Every other day or so, it seems, news from India confirms our worst fears about the state of journalism and free speech in the country. Indeed, given the growing body of evidence, particularly since the ascendancy of Bharatiya Janata Party in 2014, one runs the risk of being repetitive and cliched even bringing up the issue. In this context, two recent events – the attack on reporters of The Caravan magazine in Delhi, and the Supreme Court verdict against activist and lawyer Prashant Bhushan – indicate the institutional nature of India's democratic descent.
On the afternoon of 11 August 2020, three journalists from the Delhi-based Caravan were physically attacked by a mob, which included a man who identified himself as a "BJP general secretary". One of the three journalists was a woman reporter who faced sexual harassment from the group. The journalists were following up a story in a neighbourhood in northeastern Delhi where Muslim residents had been subject to communal harassment a few days back. The reporters, too, faced Islamophobic slurs, after the attackers discovered that one of the reporters was Muslim.

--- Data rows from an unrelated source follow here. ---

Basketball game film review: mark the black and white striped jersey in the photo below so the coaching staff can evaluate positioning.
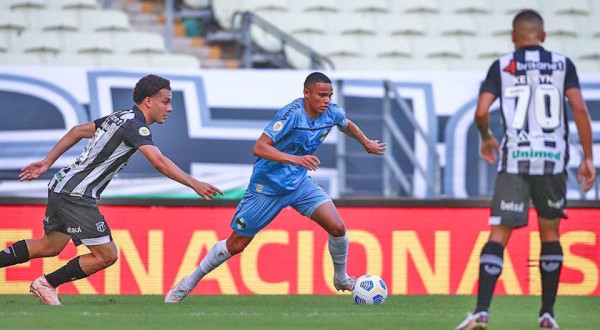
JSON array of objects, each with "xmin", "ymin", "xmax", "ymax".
[
  {"xmin": 48, "ymin": 106, "xmax": 154, "ymax": 199},
  {"xmin": 480, "ymin": 46, "xmax": 579, "ymax": 175}
]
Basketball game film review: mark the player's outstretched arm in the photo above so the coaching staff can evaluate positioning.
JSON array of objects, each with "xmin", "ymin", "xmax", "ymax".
[
  {"xmin": 19, "ymin": 122, "xmax": 96, "ymax": 181},
  {"xmin": 139, "ymin": 145, "xmax": 223, "ymax": 200},
  {"xmin": 475, "ymin": 92, "xmax": 500, "ymax": 164},
  {"xmin": 253, "ymin": 133, "xmax": 321, "ymax": 171},
  {"xmin": 340, "ymin": 119, "xmax": 386, "ymax": 155},
  {"xmin": 565, "ymin": 87, "xmax": 596, "ymax": 191}
]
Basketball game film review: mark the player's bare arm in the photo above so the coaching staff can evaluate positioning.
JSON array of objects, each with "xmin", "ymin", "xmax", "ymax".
[
  {"xmin": 340, "ymin": 119, "xmax": 386, "ymax": 155},
  {"xmin": 475, "ymin": 92, "xmax": 500, "ymax": 164},
  {"xmin": 139, "ymin": 145, "xmax": 223, "ymax": 200},
  {"xmin": 254, "ymin": 134, "xmax": 321, "ymax": 171},
  {"xmin": 19, "ymin": 122, "xmax": 96, "ymax": 181},
  {"xmin": 565, "ymin": 87, "xmax": 596, "ymax": 191}
]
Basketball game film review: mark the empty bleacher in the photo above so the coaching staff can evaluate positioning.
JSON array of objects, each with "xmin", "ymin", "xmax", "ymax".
[
  {"xmin": 0, "ymin": 0, "xmax": 600, "ymax": 72},
  {"xmin": 212, "ymin": 0, "xmax": 600, "ymax": 71}
]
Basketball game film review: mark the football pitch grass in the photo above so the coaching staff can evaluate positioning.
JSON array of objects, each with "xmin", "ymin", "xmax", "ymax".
[{"xmin": 0, "ymin": 295, "xmax": 600, "ymax": 330}]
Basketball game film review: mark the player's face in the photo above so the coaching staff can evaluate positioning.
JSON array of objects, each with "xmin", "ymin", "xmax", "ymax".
[
  {"xmin": 304, "ymin": 83, "xmax": 333, "ymax": 118},
  {"xmin": 149, "ymin": 88, "xmax": 173, "ymax": 124}
]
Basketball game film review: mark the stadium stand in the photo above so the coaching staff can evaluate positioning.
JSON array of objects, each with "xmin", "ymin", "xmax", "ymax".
[{"xmin": 0, "ymin": 0, "xmax": 600, "ymax": 71}]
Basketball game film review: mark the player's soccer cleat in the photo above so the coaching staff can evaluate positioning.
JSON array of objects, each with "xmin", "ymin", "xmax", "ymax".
[
  {"xmin": 456, "ymin": 312, "xmax": 488, "ymax": 330},
  {"xmin": 29, "ymin": 275, "xmax": 62, "ymax": 306},
  {"xmin": 333, "ymin": 276, "xmax": 356, "ymax": 291},
  {"xmin": 165, "ymin": 277, "xmax": 193, "ymax": 304},
  {"xmin": 538, "ymin": 313, "xmax": 560, "ymax": 330}
]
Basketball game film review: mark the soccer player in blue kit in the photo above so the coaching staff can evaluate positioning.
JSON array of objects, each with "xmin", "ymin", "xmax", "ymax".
[{"xmin": 165, "ymin": 72, "xmax": 386, "ymax": 303}]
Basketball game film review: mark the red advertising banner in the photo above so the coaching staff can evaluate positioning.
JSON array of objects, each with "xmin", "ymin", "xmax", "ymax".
[{"xmin": 0, "ymin": 206, "xmax": 600, "ymax": 295}]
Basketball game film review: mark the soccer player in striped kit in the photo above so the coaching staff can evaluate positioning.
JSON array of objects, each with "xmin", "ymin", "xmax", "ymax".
[
  {"xmin": 456, "ymin": 10, "xmax": 596, "ymax": 330},
  {"xmin": 0, "ymin": 75, "xmax": 223, "ymax": 305}
]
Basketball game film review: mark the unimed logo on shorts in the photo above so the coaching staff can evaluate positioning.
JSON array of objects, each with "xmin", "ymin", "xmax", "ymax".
[{"xmin": 512, "ymin": 149, "xmax": 561, "ymax": 160}]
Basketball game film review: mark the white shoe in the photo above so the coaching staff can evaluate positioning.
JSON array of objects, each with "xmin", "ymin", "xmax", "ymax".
[
  {"xmin": 538, "ymin": 313, "xmax": 560, "ymax": 330},
  {"xmin": 456, "ymin": 312, "xmax": 488, "ymax": 330},
  {"xmin": 29, "ymin": 275, "xmax": 62, "ymax": 306},
  {"xmin": 165, "ymin": 277, "xmax": 193, "ymax": 304},
  {"xmin": 333, "ymin": 276, "xmax": 356, "ymax": 291}
]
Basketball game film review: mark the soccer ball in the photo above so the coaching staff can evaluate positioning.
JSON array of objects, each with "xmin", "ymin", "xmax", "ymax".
[{"xmin": 352, "ymin": 275, "xmax": 387, "ymax": 305}]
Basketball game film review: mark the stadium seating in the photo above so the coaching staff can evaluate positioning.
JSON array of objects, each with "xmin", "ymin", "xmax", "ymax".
[{"xmin": 0, "ymin": 0, "xmax": 600, "ymax": 71}]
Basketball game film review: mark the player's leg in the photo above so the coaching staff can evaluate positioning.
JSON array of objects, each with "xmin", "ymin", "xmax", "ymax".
[
  {"xmin": 30, "ymin": 192, "xmax": 117, "ymax": 305},
  {"xmin": 0, "ymin": 193, "xmax": 71, "ymax": 268},
  {"xmin": 290, "ymin": 178, "xmax": 356, "ymax": 291},
  {"xmin": 310, "ymin": 201, "xmax": 356, "ymax": 291},
  {"xmin": 165, "ymin": 191, "xmax": 286, "ymax": 303},
  {"xmin": 456, "ymin": 173, "xmax": 530, "ymax": 330},
  {"xmin": 531, "ymin": 174, "xmax": 566, "ymax": 329},
  {"xmin": 538, "ymin": 217, "xmax": 563, "ymax": 329},
  {"xmin": 184, "ymin": 232, "xmax": 254, "ymax": 288},
  {"xmin": 0, "ymin": 232, "xmax": 71, "ymax": 268}
]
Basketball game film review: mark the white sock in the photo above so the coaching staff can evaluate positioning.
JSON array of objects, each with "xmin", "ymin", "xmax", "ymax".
[
  {"xmin": 329, "ymin": 234, "xmax": 348, "ymax": 280},
  {"xmin": 184, "ymin": 240, "xmax": 231, "ymax": 288}
]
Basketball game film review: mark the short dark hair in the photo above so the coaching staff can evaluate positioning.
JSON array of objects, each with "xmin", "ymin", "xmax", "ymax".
[
  {"xmin": 513, "ymin": 9, "xmax": 544, "ymax": 27},
  {"xmin": 133, "ymin": 74, "xmax": 171, "ymax": 104},
  {"xmin": 304, "ymin": 72, "xmax": 331, "ymax": 89}
]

The episode is a clear sign that basic reporting is now dangerous, even in the country's capital. As late as three days after the incident, the police had not registered a first-information report (FIR) of the assault, even after the reporters made detailed, written complaints – one of the assault, the other of grave sexual harassment. According to the officials at the police station, an FIR would be filed only after listening to "both sides" of the affair, since the attackers, the police say, also made complaints against the journalists. The FIR has finally been registered, but no arrests have been made yet. The same police station had also refused to make a formal record of the Muslim residents' grievances a few days earlier, and had instead beaten and sexually assaulted the complainants at the police station, according to a Caravan report.
As politically empowered mobs perpetrate violence on Muslim communities and journalists reporting on the violence, the state apparatus has either preferred to ignore the situation or, in some instances, aggravated it through arbitrary abuse of power, a trend most visibly seen in Yogi Adityanath-run Uttar Pradesh.